Organ procurement before an investigation is legal. Over the past decade, some states passed laws requiring coroners and medical examiners to "cooperate" with the companies to "maximize" transplantable organs and tissues. In a handful of states the laws even give the companies the power to force coroners to delay autopsies until they have harvested the body parts.

Procurement companies' lobbyists helped to write and then push those requirements into law. As a consequence, the number of deaths in which body parts are harvested has risen. The laws have helped companies delay autopsies to harvest organs intended to extend the lives of waiting patients.

But in the vast majority of cases nationwide, the companies harvested skin, bone, fat, ligaments and other tissues that are generally not used for life-threatening conditions. Those body parts fuel a booming biotech market in which a half-teaspoon of ground-up human skin is priced at $434. That product is one of those used in cosmetic surgery to plump lips and posteriors, fill cellulite dimples and enhance penises. A single body can supply raw materials for products that sell for hundreds of thousands of dollars.

In lobbying for the laws, the companies pointed to papers published in professional journals stating that there has never been a documented instance of organ or tissue procurement interfering with a death investigation.

But the papers' authors included procurement company executives and others with undisclosed industry ties. And the source of the claim was a short article in a 1994 American Bar Association newsletter.

The reach of the procurement industry has troubled some investigators. Melissa Baker, a former investigator in the medical examiner's office in Pierce County, Wash., filed a whistleblower complaint in 2015 after three procurement companies moved into the morgue to access cadavers — a growing practice nationwide.

Morgue officials often give the corporate employees key cards so they can come and go, any hour of the day or night. The companies rent rooms inside the morgues, including suites where surgical teams harvest donors' tissues.

"One of my biggest concerns was the mere fact that someone could potentially get away with murder because evidence has been bungled, lost or not collected," she said.

A review found evidence was lost in a homicide case when the procurement team washed the victim's hands.
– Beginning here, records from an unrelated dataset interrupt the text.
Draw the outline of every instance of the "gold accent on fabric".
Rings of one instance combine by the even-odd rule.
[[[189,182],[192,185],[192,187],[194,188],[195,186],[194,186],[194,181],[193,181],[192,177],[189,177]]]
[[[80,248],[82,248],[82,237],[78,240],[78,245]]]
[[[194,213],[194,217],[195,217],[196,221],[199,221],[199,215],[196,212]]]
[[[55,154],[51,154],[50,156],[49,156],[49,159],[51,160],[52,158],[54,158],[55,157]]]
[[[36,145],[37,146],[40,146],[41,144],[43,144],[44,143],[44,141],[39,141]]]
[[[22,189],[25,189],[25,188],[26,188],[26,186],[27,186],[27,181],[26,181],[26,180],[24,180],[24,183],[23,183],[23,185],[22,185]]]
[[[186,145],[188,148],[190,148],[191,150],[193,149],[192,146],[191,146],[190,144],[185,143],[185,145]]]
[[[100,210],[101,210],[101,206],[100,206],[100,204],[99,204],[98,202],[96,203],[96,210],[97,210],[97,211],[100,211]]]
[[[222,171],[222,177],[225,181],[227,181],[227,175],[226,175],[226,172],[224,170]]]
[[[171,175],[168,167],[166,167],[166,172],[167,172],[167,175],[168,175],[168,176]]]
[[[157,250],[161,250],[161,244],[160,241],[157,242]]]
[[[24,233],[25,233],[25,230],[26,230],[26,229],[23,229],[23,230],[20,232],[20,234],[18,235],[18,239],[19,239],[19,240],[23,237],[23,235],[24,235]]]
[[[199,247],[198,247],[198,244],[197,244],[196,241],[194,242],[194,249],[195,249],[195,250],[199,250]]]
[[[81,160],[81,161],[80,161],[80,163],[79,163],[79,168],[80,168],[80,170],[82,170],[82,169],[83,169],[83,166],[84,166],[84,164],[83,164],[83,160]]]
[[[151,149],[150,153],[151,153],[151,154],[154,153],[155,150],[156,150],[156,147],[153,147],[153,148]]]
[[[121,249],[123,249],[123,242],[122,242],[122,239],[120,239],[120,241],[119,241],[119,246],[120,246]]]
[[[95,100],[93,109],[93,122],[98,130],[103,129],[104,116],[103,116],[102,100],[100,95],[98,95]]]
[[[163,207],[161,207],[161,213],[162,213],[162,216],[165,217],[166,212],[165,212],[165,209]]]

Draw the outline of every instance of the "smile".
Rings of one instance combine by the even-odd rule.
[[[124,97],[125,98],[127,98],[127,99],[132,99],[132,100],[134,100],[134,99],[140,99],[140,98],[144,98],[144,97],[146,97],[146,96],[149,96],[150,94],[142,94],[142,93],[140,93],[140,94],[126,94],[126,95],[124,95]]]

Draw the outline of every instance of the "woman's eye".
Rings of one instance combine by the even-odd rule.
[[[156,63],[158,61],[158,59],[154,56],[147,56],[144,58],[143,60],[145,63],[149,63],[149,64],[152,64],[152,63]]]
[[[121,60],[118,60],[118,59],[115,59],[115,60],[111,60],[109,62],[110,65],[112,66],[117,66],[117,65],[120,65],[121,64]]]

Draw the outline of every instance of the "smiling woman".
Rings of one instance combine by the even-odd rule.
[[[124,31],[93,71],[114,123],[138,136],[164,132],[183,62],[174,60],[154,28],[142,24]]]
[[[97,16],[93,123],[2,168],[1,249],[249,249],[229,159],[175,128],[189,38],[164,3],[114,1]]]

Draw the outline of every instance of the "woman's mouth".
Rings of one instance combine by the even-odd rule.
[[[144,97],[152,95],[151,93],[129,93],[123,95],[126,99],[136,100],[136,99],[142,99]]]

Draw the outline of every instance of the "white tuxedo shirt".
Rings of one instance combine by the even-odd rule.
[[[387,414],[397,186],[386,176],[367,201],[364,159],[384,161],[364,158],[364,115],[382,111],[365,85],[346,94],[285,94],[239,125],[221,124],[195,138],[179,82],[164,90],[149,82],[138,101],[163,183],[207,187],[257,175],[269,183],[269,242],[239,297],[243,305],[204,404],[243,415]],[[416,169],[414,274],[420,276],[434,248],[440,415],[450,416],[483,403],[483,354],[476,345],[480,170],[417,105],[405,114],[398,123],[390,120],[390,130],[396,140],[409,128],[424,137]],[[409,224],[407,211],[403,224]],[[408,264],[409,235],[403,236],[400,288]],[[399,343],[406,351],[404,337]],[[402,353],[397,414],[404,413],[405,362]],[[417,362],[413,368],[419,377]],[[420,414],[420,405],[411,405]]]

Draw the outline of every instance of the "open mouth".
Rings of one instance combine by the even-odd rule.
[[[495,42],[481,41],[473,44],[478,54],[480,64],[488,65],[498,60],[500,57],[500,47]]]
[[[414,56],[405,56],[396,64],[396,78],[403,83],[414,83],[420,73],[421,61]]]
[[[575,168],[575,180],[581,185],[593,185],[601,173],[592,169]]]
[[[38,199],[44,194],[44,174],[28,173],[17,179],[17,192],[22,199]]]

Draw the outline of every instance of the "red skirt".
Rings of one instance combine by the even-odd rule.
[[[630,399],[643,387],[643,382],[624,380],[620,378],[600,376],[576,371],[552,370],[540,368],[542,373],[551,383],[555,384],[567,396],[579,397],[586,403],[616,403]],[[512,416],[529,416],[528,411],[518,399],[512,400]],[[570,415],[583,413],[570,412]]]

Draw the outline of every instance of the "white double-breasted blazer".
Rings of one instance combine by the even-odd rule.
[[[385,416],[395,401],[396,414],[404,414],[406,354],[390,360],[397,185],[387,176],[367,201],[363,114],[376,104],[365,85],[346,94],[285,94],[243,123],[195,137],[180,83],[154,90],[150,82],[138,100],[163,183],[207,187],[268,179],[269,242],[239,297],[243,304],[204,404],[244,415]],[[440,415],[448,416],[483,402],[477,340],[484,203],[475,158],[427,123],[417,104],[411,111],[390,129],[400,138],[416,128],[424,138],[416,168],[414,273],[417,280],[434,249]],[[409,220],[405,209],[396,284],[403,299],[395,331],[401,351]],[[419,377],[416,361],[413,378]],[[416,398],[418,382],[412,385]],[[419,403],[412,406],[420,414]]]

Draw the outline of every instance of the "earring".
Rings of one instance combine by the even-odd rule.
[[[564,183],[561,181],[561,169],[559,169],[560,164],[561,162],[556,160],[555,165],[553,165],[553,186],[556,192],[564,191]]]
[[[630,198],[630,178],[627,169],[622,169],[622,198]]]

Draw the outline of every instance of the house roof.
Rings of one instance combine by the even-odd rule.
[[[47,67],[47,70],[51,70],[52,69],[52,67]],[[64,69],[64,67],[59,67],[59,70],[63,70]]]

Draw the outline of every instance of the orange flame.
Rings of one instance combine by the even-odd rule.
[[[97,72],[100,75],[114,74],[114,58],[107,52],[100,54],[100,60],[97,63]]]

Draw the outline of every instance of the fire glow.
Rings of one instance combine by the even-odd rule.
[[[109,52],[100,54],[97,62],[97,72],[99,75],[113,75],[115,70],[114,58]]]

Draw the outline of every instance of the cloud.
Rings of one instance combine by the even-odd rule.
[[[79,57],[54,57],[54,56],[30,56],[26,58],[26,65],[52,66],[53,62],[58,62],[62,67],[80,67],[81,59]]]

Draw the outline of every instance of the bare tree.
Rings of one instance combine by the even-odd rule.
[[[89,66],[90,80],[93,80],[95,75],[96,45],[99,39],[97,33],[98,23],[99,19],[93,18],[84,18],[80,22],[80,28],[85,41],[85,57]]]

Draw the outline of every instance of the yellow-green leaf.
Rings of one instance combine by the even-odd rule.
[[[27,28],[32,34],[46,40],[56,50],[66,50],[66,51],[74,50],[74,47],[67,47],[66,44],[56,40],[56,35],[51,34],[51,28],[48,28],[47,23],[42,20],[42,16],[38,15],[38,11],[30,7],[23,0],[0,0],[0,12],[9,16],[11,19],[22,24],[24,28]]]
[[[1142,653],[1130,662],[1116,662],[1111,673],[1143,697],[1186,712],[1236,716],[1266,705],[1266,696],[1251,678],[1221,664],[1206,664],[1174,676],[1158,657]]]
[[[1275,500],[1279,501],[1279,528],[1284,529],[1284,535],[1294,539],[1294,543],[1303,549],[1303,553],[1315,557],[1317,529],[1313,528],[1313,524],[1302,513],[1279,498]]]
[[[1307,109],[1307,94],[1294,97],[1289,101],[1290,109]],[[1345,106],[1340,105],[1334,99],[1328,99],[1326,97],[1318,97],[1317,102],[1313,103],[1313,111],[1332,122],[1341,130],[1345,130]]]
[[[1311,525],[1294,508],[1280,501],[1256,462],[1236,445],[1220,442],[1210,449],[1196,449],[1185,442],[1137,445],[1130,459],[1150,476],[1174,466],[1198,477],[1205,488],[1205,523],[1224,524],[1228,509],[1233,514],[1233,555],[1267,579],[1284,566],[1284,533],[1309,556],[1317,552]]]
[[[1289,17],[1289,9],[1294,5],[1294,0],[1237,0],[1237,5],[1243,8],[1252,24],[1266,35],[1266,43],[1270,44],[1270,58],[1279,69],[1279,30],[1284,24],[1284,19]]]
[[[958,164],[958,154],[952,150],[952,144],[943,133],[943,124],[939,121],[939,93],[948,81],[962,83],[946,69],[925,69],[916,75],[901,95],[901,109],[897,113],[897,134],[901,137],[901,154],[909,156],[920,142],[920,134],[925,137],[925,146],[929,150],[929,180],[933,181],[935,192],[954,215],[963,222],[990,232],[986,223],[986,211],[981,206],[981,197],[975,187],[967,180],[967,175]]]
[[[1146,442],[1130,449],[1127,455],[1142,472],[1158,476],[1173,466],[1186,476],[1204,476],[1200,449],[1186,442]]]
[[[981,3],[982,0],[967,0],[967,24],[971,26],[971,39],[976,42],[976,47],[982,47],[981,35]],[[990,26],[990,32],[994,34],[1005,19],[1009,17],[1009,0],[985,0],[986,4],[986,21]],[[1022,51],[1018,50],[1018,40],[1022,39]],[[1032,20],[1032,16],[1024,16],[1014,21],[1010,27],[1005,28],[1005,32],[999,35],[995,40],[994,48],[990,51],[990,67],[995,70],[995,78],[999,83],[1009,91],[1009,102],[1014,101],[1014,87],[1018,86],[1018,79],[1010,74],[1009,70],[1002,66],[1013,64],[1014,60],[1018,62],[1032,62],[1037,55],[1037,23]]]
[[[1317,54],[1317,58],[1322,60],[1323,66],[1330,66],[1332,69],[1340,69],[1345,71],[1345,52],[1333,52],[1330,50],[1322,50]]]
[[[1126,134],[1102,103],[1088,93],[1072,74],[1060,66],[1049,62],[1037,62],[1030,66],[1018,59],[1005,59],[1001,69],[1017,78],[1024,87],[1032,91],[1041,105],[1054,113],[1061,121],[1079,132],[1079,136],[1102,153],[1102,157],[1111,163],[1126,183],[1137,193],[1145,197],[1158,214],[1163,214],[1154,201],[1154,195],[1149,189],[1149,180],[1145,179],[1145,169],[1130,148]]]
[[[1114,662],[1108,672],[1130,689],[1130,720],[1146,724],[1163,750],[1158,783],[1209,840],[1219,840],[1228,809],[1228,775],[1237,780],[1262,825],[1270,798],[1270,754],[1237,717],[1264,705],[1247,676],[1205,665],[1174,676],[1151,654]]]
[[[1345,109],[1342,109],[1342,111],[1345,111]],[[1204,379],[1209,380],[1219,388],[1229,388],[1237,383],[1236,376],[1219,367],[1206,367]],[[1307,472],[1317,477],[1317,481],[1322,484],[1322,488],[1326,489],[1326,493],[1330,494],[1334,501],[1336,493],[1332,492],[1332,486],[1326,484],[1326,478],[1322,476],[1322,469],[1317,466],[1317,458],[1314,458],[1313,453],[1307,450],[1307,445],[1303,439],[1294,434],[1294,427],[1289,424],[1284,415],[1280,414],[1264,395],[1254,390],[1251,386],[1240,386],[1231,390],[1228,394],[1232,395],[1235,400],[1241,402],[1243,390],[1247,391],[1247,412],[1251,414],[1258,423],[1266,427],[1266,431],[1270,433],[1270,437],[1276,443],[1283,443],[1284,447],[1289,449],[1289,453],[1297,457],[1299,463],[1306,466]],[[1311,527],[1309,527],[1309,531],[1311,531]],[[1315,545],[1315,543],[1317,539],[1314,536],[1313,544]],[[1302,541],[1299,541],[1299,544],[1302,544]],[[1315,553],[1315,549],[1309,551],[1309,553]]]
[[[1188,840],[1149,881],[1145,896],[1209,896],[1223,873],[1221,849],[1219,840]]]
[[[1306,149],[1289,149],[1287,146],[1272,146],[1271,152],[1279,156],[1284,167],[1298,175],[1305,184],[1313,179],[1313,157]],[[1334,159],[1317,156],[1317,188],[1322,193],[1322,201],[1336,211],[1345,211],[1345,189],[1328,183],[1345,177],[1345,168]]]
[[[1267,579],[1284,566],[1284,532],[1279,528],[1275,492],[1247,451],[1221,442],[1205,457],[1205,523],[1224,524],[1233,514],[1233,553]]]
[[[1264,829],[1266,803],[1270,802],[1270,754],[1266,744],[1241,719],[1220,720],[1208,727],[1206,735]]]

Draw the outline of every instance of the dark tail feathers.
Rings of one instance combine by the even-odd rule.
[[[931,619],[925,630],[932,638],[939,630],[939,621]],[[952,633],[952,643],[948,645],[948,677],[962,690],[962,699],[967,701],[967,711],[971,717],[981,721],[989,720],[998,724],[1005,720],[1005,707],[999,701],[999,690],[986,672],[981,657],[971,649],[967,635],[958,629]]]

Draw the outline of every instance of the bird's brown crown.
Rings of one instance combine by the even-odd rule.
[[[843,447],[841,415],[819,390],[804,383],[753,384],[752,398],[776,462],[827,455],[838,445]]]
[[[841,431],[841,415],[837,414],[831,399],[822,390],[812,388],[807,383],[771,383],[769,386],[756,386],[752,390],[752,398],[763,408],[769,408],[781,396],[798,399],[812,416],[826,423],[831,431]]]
Yet it said Thomas Clark, the medical examiner, was following state law by cooperating with the procurement companies. "No death investigation system is perfect," he said.

Executives at OneLegacy said they had followed the law.

OneLegacy's contract does contain restrictions. In L.A. county, procurements from victims of suspected child abuse and officer-involved homicides must be approved by a senior morgue official.

Another exception: Donation is "generally unsuitable" in cases of media interest, including celebrity deaths.

But there was no exception that applied when Mark Flath of Agua Dulce, Calif., pleaded with OneLegacy not to take tissues from the body of his 18-year-old son before the coroner had performed an autopsy. Jonn Flath, who had been a varsity athlete in high school, sat down and died in 2011 while working out during the Army's ROTC program.

Because the teenager had signed up to be an organ and tissue donor, the family could not stop the procurement. OneLegacy took bones and other tissues, including his heart for its valves. The coroner later could not determine why the teenager had died.

"You can't begin to imagine what it's like to learn that they can't complete the autopsy because they took your son's heart," Mark Flath said.